There’s always something to worry about. You hate your job…or don’t have one. The kids are acting like morons. (Worse yet: your parents are.) You don’t have enough for those concert tickets…or you bought the tickets, and now wonder if you have enough for everything else!

Four of the issues currently high on the Bad Things That Could Happen chart are easy to be concerned about. We’ll take them one by one. (Oops, there’s only space to cover three. The zombie apocalypse will have to wait.)

Social Security, Healthcare...and Other Things to Obsess About

FACTS TO WORRY ABOUT:

Privacy

Let’s begin with the newest flap on the market: our privacy, and what the National Security Agency has been doing about it. The ongoing worries about terrorist attacks have only been aggravated by 9/11, the British subway bombings and other horrors. To counteract this (so they say), the NSA has been monitoring private phone conversations, not to mention online e-mail and postings, at an alarming rate.
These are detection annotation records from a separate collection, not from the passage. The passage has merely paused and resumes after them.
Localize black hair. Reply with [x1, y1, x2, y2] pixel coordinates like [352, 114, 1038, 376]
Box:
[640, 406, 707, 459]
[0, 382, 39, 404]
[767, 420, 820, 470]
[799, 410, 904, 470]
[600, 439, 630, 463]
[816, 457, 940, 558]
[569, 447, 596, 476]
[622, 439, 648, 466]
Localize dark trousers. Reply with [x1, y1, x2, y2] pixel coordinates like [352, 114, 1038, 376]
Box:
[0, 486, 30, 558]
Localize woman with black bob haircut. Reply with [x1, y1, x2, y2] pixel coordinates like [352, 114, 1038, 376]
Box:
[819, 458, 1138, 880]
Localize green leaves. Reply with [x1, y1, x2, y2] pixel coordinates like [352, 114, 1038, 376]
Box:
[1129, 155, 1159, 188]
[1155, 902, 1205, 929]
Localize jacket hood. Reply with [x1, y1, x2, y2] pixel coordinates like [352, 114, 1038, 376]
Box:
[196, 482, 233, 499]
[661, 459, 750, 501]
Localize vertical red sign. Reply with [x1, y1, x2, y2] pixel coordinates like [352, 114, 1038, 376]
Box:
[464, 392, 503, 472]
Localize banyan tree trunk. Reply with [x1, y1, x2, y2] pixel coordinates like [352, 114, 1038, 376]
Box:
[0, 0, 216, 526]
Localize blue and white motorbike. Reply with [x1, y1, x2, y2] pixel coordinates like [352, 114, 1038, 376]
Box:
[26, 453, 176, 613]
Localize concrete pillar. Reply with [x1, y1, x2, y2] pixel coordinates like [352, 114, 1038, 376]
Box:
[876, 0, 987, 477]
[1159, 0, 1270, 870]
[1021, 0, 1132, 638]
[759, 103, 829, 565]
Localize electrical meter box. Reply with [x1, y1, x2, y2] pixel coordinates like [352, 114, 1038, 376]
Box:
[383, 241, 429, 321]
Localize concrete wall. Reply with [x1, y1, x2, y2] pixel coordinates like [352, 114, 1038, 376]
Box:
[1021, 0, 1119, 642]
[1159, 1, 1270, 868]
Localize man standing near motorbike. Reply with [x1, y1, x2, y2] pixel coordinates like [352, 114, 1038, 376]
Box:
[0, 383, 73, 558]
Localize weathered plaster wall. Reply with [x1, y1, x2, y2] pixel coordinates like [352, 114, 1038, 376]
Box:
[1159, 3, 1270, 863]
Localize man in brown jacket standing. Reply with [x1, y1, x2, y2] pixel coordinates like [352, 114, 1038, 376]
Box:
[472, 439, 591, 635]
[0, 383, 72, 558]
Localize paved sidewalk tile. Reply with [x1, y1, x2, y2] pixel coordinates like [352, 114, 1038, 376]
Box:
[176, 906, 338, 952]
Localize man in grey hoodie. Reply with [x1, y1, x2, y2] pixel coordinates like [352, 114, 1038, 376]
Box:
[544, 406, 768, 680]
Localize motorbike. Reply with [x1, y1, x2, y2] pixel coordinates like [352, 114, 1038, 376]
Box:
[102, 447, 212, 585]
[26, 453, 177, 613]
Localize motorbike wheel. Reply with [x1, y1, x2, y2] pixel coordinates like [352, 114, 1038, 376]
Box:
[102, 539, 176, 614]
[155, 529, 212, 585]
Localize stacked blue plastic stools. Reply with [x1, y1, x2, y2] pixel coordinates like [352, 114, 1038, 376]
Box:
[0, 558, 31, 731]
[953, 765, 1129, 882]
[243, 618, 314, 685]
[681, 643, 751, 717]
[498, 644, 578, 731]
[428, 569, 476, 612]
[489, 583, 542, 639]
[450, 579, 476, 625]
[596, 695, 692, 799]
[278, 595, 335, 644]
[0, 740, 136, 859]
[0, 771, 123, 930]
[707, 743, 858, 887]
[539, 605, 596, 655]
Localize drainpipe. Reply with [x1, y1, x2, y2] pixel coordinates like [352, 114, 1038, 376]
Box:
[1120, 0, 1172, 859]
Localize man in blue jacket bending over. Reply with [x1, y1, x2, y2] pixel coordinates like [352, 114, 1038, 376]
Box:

Recently, they were forced to acknowledge during secret Congressional hearings that agency officials no longer asked permission before listening to private phone calls.

In spite of clear testimony, Director of National Intelligence James Clapper is insisting that Congress and the country misunderstood. Clapper said later, “The statement that a single analyst can eavesdrop on domestic communications without proper legal authorization is incorrect and was not briefed to Congress.” Note that he did not clarify what “proper” authorization would be; some reports are suggesting that permission from a supervisor is more than enough.

Health Insurance

If that’s not enough to keep you up nights, there’s always the upcoming specter of national health insurance to think about. This unwieldy behemoth is the Patient Protection and Affordable Care Act; otherwise known as Obamacare. Healthcare costs and premiums have been rising steadily for years, leaving millions of people dangerously low on coverage — or not insured at all. The PPACA is attempting to fix this inequity. It started with smaller decision implemented after the Act was signed into law March 2010 by President Obama.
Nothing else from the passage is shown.